At a recent American Kuhne Spring Open House, American Kuhne and Teknor Apex teamed up to display a PVC- free medical tubing line that ran at speeds up to 830 ft/min while processing Teknor Apex’s Medalist medical elastomer, the companies announced jointly at MD&M East.
The high speed extrusion line ran a 0.105 in. (2.67mm) OD x 0.020 in. (0.508mm) wall tube up to 830 ft/min (253 m/min.) line speed. At 600 ft/min (183 ft/min) line speed, tight tolerances of +/- 0.0004 in. on the OD and +/- 0.0001 in. on the wall thickness were held.
The extrusion system consisted of an American Kuhne ULTRA series 2.0 in. (50 mm) extruder with AKcess Level II Touchscreen System; inline spiral flow die head; Conair multi-pass vacuum tank with servo driven wheel to minimize the rubber band effect and to minimize tension within the process; servo driven nip roller puller; automatic cut and transfer coiler and a Zumbach ID/OD/WALL tube measurement system with closed-loop control of the OD and wall thickness. The compound used in this run was MD-585, an 83 Shore A compound that is part of the Medalist MD-500 series for tubing applications.
“American Kuhne is a premiere supplier of extrusion systems and has great expertise in the technology for producing medical tubing,” noted Nick Sandland, senior medical marketing manager for the Thermoplastic Elastomer Division of Teknor Apex. “The company’s flawless high-speed demonstration run of our Medalist elastomer adds new confirmation that MD-500 series tubing compounds truly are fully practical alternatives to PVC.”
Recent innovations in radio frequency welding, adhesive bonding, and solvent bonding enable components produced from Medalist elastomers to be used as readily as PVC in the assembly of medical devices, Sandland noted. “Today it’s clear that Medalist MD-500 compounds provide the total package of requirements for successful tubing applications - processability, ease of fabrication, and outstanding end-use performance.”
The American Kuhne Spring Medical Seminar and Open House offered participants valuable technical knowledge and processing tips about medical extrusion. The sold-out two-day event attracted over 80 participants.
The key message delivered for Teknor Apex at the event was that the Medalist MD-500 Series compounds are the first fully practical alternative to PVC for many tubing applications, noted Sandland. “It’s not just that they provide mechanical properties equal to or better than those of the flexible PVC widely used for medical tubing; at least as important, they yield tubing that looks and handles like PVC. This means similar crystal clarity, clamp resilience, resistance to kinking and necking, and an overall PVC-like ‘feel’.
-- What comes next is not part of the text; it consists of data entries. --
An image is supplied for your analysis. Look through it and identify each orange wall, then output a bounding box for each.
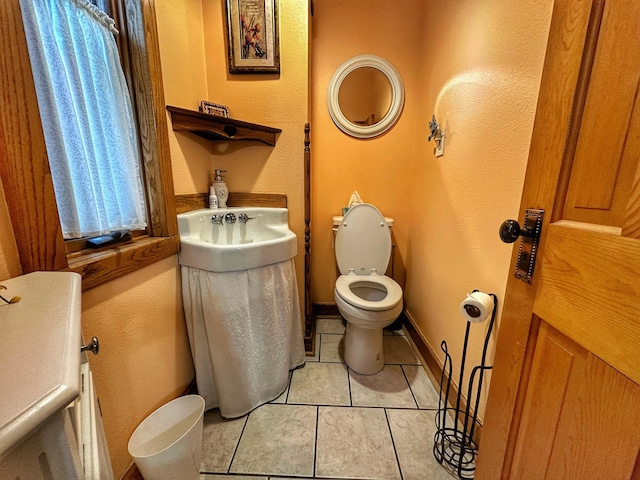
[312,0,552,418]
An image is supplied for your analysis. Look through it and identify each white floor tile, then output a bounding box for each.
[229,404,317,476]
[316,318,345,334]
[382,335,420,365]
[349,365,417,408]
[200,408,247,473]
[402,365,438,408]
[287,363,350,405]
[320,333,344,362]
[387,409,451,480]
[316,407,401,480]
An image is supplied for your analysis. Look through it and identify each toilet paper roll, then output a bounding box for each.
[460,292,493,323]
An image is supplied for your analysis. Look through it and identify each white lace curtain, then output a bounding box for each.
[20,0,146,238]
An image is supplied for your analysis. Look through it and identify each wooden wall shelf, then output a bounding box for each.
[167,105,282,146]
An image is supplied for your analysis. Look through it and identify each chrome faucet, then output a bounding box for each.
[238,213,255,223]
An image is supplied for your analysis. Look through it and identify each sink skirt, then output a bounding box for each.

Sandland also cited some important advantages over PVC: “Medalist elastomers are substantially more flexible. They are less dense, meaning that one can process more feet of tubing per pound of compound. And they exhibit minimal color shift upon heat aging after exposure to gamma irradiation, the most severe type of sterilization.”
A typical compound in the series, Medalist MD-575, actually exhibits 70% less heat-aged color shift than a gamma-stabilized PVC compound of comparable hardness.
“The Medalist material was easy to handle while stringing up the line and also while coiling at the end of the line,” said Steve Maxson, VP Extrusion Systems of American Kuhne. “The material is extremely forgiving, with very stable processing conditions at high extruder output levels, which means that tight tolerance levels can be achieved at very high production line speeds.”